BELLUNO. Nel corso dell'estate, in alcune giornate dedicate, gli escursionisti potranno controllare la propria pressione arteriosa e la saturazione in diversi rifugi sulle Dolomiti Bellunesi.
L'Azienda sanitaria Ulss Dolomiti aderisce infatti al progetto scientifico nazionale dedicato alla prevenzione dell’ipertensione arteriosa in alta quota, promosso dalla Società Italiana dell’Ipertensione Arteriosa, dal Club Alpino Italiano e dalla Società Italiana di Medicina di Montagna, con il sostegno dell’ Istituto Auxologico Italiano di Milano e dell’Università di Milano-Bicocca.
Al progetto hanno aderito numerosi rifugi alpini e i primi due appuntamenti sono in programma venerdì 18 luglio 2025 al Rifugio Città di Fiume di Borca di Cadore, e domenica 20 luglio 2025 al Rifugio Laresei in località Cima Predazzo a Falcade.
Nel dettaglio, gli operatori del Dipartimento di Prevenzione saranno presenti nei rifugi indicati dalle 10 alle 14 e saranno a disposizione per eseguire, su base volontaria, la misurazione della pressione arteriosa agli escursionisti in arrivo, che potranno così verificare in modo semplice e rapido la propria situazione cardiovascolare e la propria reazione all’esposizione alla quota.
Chi lo desidera potrà, inoltre, rispondere in forma anonima a un breve questionario per la raccolta di dati sanitari utili per la ricerca scientifica sul comportamento della pressione arteriosa in montagna e sul profilo individuale di rischio cardiovascolare tra gli escursionisti.
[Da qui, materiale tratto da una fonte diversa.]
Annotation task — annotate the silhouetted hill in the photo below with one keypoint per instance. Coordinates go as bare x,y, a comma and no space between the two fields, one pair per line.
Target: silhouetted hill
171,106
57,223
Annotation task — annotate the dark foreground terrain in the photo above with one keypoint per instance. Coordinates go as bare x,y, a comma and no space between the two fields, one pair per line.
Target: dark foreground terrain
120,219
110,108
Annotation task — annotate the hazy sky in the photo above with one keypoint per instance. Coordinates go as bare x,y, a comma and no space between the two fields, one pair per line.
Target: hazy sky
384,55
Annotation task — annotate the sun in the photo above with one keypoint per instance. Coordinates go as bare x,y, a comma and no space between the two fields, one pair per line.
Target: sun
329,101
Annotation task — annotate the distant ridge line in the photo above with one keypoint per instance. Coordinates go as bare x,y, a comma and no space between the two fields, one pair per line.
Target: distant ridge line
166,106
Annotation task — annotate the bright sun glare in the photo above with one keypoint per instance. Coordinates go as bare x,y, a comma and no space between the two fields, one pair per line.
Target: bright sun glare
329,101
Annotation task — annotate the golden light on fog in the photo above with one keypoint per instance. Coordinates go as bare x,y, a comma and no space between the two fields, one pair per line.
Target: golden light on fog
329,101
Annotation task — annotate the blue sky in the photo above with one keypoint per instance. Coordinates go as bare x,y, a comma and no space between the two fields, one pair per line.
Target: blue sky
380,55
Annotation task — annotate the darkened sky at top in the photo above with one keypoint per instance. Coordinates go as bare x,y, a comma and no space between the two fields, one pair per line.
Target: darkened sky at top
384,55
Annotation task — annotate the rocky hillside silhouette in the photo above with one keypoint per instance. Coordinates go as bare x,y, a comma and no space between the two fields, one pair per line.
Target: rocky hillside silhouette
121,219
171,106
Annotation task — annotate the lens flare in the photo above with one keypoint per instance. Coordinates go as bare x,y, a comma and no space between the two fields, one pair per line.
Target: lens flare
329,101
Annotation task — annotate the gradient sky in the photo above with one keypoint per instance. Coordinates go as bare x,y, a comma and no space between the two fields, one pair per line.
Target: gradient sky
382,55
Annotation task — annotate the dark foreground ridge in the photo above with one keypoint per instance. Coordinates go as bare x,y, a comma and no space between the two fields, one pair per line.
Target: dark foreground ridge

L’iniziativa, sottolinea l'Azienda sanitaria si inserisce nel contesto delle molte azioni di promozione e di tutela della salute in territorio alpino che stanno accompagnando il grande successo della montagna come luogo di benessere. Con l’occasione gli operatori del Dipartimento svolgeranno anche un’azione informativa e di sensibilizzazione sull’utilizzo della crema solare in montagna per prevenire il melanoma, nell’ambito della campagna di promozione della salute “Montagna Sì, Melanoma No”.